The official opening of the Big Bend Shellfish Trail and ribbon cutting ceremony will be during the 48th Annual Cedar Key Seafood Festival, Oct. 21 at 1 p.m., Cedar Key City Park Pavilion. The public is invited to participate in this historic event.

Levy County Board of County Commission received a grant award of $20,000 from the Conservation Fund to produce The Big Bend Shellfish Trail Map. One of five collaborative grants awarded across the Big Bend counties — Dixie, Jefferson, Levy, and Taylor — the funding encouraged partnerships to strengthen the region’s economic vitality while simultaneously ensuring the ongoing health of its natural resources.

“A number of partners participated in the creation of Florida’s first Shellfish Trail Map and the largest trail of its kind in the United States. This project will showcase our working waterfront communities and encourages economic growth in Levy County and in the Big Bend Region,” Levy County Commissioner John Meeks said.

Over the past two years, Levy County Visitors Bureau implemented the project by developing a map and website that features a section of the Big Bend region that includes Levy, Dixie, Taylor, and Jefferson Counties. The trail will provide people with information about where to buy and eat local shellfish and how to take an active role in protecting water quality and habitat for shellfish industries within the Big Bend Region. The trail highlights where recreational scalloping is allowable; where to learn about commercial production of clams and oysters; the location of recreational boat ramps, and the locations of working waterfronts in this region. The trail locates shellfish vendors, restaurants, seafood markets, marinas, bait and tackle shops, provides information on working waterfronts, and identifies key areas to protect water quality and habitats.
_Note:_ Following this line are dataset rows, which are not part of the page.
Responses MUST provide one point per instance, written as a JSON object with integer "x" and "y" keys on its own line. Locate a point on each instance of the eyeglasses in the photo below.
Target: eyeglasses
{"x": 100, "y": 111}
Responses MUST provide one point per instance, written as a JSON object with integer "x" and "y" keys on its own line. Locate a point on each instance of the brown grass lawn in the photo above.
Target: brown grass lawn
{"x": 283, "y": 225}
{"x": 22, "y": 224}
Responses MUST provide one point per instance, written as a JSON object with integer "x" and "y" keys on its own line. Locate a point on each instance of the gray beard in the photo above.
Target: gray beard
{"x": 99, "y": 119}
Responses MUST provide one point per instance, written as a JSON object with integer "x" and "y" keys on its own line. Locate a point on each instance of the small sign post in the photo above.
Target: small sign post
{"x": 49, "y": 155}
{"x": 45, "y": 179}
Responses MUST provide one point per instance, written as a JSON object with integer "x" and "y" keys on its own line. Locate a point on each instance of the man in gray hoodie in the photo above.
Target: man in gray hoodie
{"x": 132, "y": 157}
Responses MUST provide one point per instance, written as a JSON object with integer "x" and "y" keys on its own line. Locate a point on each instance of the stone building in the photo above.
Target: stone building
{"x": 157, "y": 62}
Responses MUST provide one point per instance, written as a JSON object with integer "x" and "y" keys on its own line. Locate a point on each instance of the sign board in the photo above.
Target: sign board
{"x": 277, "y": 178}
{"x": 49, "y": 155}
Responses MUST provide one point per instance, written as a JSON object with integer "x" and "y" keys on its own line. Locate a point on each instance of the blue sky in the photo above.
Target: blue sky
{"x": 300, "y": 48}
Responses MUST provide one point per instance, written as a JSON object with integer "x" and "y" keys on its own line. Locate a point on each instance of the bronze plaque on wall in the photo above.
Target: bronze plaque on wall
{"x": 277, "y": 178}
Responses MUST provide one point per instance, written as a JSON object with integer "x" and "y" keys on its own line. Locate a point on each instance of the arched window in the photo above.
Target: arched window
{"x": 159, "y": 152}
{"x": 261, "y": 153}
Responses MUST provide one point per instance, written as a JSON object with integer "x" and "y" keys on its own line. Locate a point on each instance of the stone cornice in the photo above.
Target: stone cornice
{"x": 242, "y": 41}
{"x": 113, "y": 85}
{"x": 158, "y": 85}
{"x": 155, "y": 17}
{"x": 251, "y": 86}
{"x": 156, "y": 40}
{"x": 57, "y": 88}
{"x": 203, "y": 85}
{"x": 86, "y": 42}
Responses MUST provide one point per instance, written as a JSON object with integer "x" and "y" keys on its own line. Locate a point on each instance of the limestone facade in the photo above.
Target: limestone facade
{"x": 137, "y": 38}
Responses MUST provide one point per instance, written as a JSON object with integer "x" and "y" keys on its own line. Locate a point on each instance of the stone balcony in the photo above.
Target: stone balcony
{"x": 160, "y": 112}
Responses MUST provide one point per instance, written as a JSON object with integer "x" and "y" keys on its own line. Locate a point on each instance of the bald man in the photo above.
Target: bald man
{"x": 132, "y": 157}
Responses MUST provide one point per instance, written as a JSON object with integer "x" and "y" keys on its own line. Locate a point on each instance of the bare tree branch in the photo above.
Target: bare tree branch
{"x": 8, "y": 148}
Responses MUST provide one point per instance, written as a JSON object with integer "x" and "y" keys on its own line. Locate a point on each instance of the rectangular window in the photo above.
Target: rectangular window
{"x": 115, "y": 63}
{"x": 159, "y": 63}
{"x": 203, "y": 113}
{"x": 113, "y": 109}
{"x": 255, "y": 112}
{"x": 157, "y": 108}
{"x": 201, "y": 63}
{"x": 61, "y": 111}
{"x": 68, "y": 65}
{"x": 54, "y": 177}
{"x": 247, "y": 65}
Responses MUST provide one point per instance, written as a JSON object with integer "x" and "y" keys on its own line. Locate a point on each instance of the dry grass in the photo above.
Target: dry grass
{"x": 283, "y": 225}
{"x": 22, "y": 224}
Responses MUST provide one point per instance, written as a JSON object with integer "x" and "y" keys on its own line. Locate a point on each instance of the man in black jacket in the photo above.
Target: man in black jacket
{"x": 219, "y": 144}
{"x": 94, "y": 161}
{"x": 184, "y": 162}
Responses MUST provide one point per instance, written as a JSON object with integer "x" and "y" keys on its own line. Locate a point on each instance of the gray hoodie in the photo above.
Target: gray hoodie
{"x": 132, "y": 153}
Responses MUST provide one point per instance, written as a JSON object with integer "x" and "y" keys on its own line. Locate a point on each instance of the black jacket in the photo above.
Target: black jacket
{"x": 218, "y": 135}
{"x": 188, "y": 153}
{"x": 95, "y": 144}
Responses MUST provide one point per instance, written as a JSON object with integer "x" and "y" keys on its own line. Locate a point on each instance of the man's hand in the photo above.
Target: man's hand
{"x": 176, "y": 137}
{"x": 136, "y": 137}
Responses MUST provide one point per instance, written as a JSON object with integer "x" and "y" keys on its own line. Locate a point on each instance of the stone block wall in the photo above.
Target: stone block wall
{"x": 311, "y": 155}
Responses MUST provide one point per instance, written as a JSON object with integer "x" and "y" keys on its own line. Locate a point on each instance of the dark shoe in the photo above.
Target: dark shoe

The grant was provided by The Conservation Fund, a national organization that makes conservation work for America with support from the Richard King Mellon Foundation. Earlier research on the region’s economy demonstrated the critical link between the area’s incredible land and waters and its economic health. The Conservation Fund created the grant program to enhance this connection and support the needs expressed by the region’s leaders.

“The new Big Bend Shellfish Trail is a wonderful educational and economic resource for the nearby communities,” Florida Representative with The Conservation Fund Lauren Day said. “We are thrilled to celebrate its completion with Levy County and its residents, and we applaud the efforts that went into creating this unique asset that will celebrate and strengthen the area’s distinctive community character and natural resources.”

“The Big Bend Shellfish Trail Map will encourage support of local jobs and businesses, such as clam farmers, oystermen, crabbers, shrimpers, accommodations, restaurants, shops, and all service industries. By bringing more people into the region to participate along the Gulf coast trail our communities will see economic growth due to visitor participation and buying of local shellfish products,” Levy County Visitors Bureau Director Carol McQueen said.

Leslie Sturmer, University of Florida IFAS Extension, statewide shellfish specialist said, “Oyster trails can be found in many coastal states, such as Alabama, Maine, and Virginia. There is even a clam trail in New Jersey, but nowhere in the nation is there a shellfish trail. This project showcases the diversity of our shellfisheries and aquaculture industries along the Big Bend of Florida.”

Species found in the Big Bend Region includes bay scallops, blue crabs, hard clams, oysters, shrimp and stone crabs.